Sunday, June 15, 2003
Interview: Kathleen O'Neal Gear
Their latest book, "People of the Owl," is set right here in our back yard and tells a fictional tale of a time of tribulation for the tribes that lived there. It's the 11th book in their series, commonly called the "People" books, that uses fiction to teach about Native American cultures.
"What we are doing in the novels is detailing 15,000 years of North American prehistory," Michael Gear said. "The important thing about doing a novel is that you can put real people there in that time. People can relate to fictional characters in a story better than they can to dry facts in an archaeological report."
Kathleen Gear agreed that fiction can make a powerful teaching tool.
"What we try to do is entertain at the same time we educate about North America's archaeology," she said. "If we have done our jobs well at the end of the book, the people who read this novel will understand Poverty Point culture because they have lived in that time, in that place, with those people."
The Gears said they began writing the series because they thought Americans' knowledge of the continent's past was woefully lacking. With 16 million copies of the books in print worldwide, the Gears may be making some headway in their battle. They're surprised by the popularity of the series, which has now been translated into 18 languages, but they say they still have a long way to go.
"More Americans can name archaeological sites in Cambodia than in their own country," Michael Gear said. "In a sense, it's the world's lost heritage. We don't think of North America as being a lost continent, but its prehistory certainly is."
During their research for "People of the Owl," the Gears went to great lengths to find out all they could about Poverty Point. They spoke with local and national experts, analyzed the archaeological reports and used an ethnographic analogy, which means they studied the social, political and religious structures of other tribes in the region and tried to fill in gaps in the archaeological record.
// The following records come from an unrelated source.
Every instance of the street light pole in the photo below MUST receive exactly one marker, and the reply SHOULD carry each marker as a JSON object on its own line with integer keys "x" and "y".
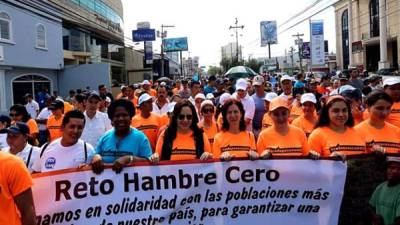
{"x": 236, "y": 27}
{"x": 299, "y": 44}
{"x": 162, "y": 46}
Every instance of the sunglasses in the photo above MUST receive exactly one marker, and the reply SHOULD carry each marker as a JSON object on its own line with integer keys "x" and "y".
{"x": 182, "y": 117}
{"x": 209, "y": 110}
{"x": 14, "y": 114}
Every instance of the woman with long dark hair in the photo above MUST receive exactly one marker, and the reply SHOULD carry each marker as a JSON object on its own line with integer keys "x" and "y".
{"x": 234, "y": 140}
{"x": 183, "y": 139}
{"x": 334, "y": 134}
{"x": 18, "y": 113}
{"x": 378, "y": 134}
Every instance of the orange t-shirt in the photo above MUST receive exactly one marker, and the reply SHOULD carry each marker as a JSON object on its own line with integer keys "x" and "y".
{"x": 295, "y": 112}
{"x": 164, "y": 120}
{"x": 211, "y": 131}
{"x": 305, "y": 125}
{"x": 394, "y": 116}
{"x": 183, "y": 146}
{"x": 277, "y": 144}
{"x": 220, "y": 120}
{"x": 387, "y": 137}
{"x": 267, "y": 121}
{"x": 33, "y": 127}
{"x": 326, "y": 141}
{"x": 149, "y": 126}
{"x": 54, "y": 127}
{"x": 14, "y": 179}
{"x": 236, "y": 144}
{"x": 68, "y": 107}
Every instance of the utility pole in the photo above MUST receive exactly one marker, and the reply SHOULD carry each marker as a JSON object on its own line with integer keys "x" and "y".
{"x": 291, "y": 51}
{"x": 236, "y": 27}
{"x": 163, "y": 35}
{"x": 299, "y": 43}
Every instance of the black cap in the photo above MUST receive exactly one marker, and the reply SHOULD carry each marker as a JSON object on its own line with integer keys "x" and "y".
{"x": 94, "y": 94}
{"x": 57, "y": 104}
{"x": 28, "y": 95}
{"x": 18, "y": 128}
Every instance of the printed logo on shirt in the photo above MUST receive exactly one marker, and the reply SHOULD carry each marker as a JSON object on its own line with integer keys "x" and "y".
{"x": 183, "y": 152}
{"x": 384, "y": 144}
{"x": 284, "y": 150}
{"x": 50, "y": 163}
{"x": 235, "y": 148}
{"x": 350, "y": 148}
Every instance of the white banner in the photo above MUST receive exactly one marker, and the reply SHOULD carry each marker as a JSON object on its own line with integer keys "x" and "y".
{"x": 317, "y": 43}
{"x": 301, "y": 192}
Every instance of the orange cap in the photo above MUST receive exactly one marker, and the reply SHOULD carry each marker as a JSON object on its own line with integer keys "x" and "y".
{"x": 277, "y": 103}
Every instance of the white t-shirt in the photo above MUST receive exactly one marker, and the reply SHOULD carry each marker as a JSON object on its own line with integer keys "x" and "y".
{"x": 43, "y": 115}
{"x": 3, "y": 141}
{"x": 95, "y": 127}
{"x": 24, "y": 155}
{"x": 58, "y": 157}
{"x": 249, "y": 109}
{"x": 158, "y": 111}
{"x": 32, "y": 108}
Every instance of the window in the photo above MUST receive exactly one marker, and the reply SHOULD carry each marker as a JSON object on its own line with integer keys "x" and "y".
{"x": 345, "y": 38}
{"x": 5, "y": 27}
{"x": 374, "y": 18}
{"x": 41, "y": 36}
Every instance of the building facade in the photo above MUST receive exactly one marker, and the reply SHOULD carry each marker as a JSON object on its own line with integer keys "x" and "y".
{"x": 31, "y": 50}
{"x": 367, "y": 34}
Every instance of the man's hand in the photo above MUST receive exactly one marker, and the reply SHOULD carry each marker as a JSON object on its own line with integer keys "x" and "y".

"Archaeological data is like a shredded black and white photograph," said Kathleen Gear. "We piece it back together as best we can, but there are huge gaps in the information. At the Poverty Point site, for example, only one-half of 1 percent of the site has actually been excavated."
With so little to go on, the Gears say it's tough to try to give an accurate portrayal of what life might have been like at the site. But they do try to back everything in the book up with facts.
"Everything that we speculate on in the book is something that we can support to our academic colleagues," Michael Gear said.
As an example, he points to the fact that there are six clans in the book. The idea is based on geography and culture. He said the layout of the city itself indicates that there were six divisions, and the cultures that are descended from Poverty Point all hold the number six sacred.
One of the things the Gears most enjoyed about the study of Poverty Point was doing research on the Poverty Point objects, which are the clay objects the natives used to regulate the temperature of their ovens.
"We did a study to find out what they were cooking in the earth ovens, and there were a couple of things in there that are still a mystery to us," Kathleen Gear said. "We found spruce cells and sage. There isn't spruce for miles, and the closest sage is in southern Missouri. They must have been importing these things, and we're still not sure what they were using them for."
The Gears say they find Poverty Point fascinating for a variety of reason, the biggest being that it could be the first city in America. Michael Gear points to the massive moundworks, the population of the Macon Bayou area in general and evidence of trade with tribes as far away as current-day Wisconsin.
"We think that we're justified in making the assertion that it's America's first city," he said. "We think that Poverty Point is where a lot of the ideas came together which would create the eastern culture which would terminate in people like the Choctaw, Chickasaw, Tunica, Caddo and Cherokee. It's the place where everything starts."
As for the Gears, they'll keep writing the "People" books, and they have plenty of cultures left to explore.
"All that we've done so far is touch - just barely touch - the most important cultures in North America," Kathleen Gear said. "There are thousands of cultures left to study. We've only surveyed about 4 percent of North America for archaeological sites, which means there is an extraordinary amount out there that we still don't know."